I want to use Canu to correct my nanopore long read (version: MinION R9.5), but I am not quite sure how to set the correctErrorRate. Should I follow the Canu manual (Nanopore R7 2D and Nanopore R9 1D Increase the maximum allowed difference in overlaps from the default of 14.4% to 22.5% with correctedErrorRate=0.225), or you guys have a better option?
It's generally a good idea to trust the "official" suggestions. You can also adjust the error rate based on coverage according to parameter reference:
For low coverage datasets (less than 30X), we recommend increasing correctedErrorRate slightly, by 1% or so.
For high-coverage datasets (more than 60X), we recommend decreasing correctedErrorRate slighly, by 1% or so.
Raising the correctedErrorRate will increase run time. Likewise, decreasing correctedErrorRate will decrease run time, at the risk of missing overlaps and fracturing the assembly.
That being said, the sequencing quality can vary from between libraries or flow cells. The error rate is not a constant.
According to the developer (full thread):
if you want to assemble 1D data or have a bad run, it is possible you would need to increase the error rate. You could run with a high error rate (0.1) and look at the distribution of overlap error rates in the unitig step to look for a peak in the distribution. If you have a near neighbor you could also map the corrected reads to it and estimate the residual error that way.

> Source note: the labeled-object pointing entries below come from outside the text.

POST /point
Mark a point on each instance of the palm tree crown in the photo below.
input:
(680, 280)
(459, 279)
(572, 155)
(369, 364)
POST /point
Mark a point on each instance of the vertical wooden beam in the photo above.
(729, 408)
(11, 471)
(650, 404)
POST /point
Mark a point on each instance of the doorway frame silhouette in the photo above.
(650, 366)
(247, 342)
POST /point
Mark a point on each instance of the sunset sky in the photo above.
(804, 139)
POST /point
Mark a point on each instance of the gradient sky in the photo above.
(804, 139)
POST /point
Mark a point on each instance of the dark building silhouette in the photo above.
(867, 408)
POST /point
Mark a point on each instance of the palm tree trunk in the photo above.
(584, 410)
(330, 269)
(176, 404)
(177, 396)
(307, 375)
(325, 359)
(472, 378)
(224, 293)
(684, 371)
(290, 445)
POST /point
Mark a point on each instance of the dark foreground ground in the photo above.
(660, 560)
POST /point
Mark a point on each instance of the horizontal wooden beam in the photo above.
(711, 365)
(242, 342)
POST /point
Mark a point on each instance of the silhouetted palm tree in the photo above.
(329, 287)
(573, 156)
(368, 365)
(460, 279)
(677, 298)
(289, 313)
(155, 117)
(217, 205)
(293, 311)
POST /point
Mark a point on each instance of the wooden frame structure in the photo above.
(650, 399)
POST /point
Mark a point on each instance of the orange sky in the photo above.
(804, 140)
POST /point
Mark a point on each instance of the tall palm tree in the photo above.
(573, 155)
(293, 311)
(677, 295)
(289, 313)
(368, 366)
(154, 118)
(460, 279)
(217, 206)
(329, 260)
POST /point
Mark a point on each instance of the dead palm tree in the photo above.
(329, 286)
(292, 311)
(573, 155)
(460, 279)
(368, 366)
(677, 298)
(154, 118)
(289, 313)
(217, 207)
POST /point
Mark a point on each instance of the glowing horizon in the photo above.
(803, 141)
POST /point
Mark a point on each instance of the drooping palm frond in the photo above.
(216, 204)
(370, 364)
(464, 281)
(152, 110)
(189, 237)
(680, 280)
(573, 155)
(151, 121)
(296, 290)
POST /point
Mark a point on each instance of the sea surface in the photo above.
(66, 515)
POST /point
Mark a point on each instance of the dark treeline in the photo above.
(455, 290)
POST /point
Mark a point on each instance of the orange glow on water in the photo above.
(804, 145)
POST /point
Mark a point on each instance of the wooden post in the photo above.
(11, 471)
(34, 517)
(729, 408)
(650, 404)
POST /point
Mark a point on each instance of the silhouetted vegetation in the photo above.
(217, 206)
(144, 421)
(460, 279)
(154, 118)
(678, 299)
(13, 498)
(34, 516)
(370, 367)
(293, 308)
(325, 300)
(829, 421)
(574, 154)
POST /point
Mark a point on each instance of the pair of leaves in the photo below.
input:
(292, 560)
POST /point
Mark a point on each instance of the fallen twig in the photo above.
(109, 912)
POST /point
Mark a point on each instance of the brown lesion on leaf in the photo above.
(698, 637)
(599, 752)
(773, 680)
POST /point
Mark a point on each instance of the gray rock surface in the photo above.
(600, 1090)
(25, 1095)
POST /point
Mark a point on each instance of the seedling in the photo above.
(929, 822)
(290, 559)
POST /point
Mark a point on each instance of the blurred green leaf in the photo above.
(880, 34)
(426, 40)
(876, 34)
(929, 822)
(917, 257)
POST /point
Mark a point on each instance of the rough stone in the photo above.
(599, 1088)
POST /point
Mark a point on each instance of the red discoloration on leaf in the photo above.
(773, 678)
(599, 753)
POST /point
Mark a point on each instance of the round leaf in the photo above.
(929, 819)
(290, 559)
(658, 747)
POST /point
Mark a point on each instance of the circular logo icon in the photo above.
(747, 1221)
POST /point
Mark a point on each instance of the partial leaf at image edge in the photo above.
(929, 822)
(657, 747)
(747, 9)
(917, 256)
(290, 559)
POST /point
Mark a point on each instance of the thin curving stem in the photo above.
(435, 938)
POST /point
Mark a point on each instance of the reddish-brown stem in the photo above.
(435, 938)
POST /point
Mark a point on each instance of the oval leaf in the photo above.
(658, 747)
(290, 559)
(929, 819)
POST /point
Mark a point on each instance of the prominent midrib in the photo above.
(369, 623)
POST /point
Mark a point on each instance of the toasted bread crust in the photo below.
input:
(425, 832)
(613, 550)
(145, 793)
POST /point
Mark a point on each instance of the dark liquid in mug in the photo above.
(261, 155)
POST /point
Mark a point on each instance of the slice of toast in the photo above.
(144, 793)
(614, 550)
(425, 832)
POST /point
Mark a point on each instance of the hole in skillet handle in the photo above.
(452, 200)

There seems to be some confusion here.
For the first stage of the Canu pipeline (read correction), i think the parameter to use is rawErrorRate.
From the docs:
rawErrorRate The allowed difference in an overlap between two uncorrected reads, expressed as fraction error. Sets corOvlErrorRate and corErrorRate. The rawErrorRate typically does not need to be modified. It might need to be increased if very early reads are being assembled. The default is 0.300 For PacBio reads, and 0.500 for Nanopore reads.
I think that correctedErrorRate is what you use at the next stages of the pipeline (trimming and assemble).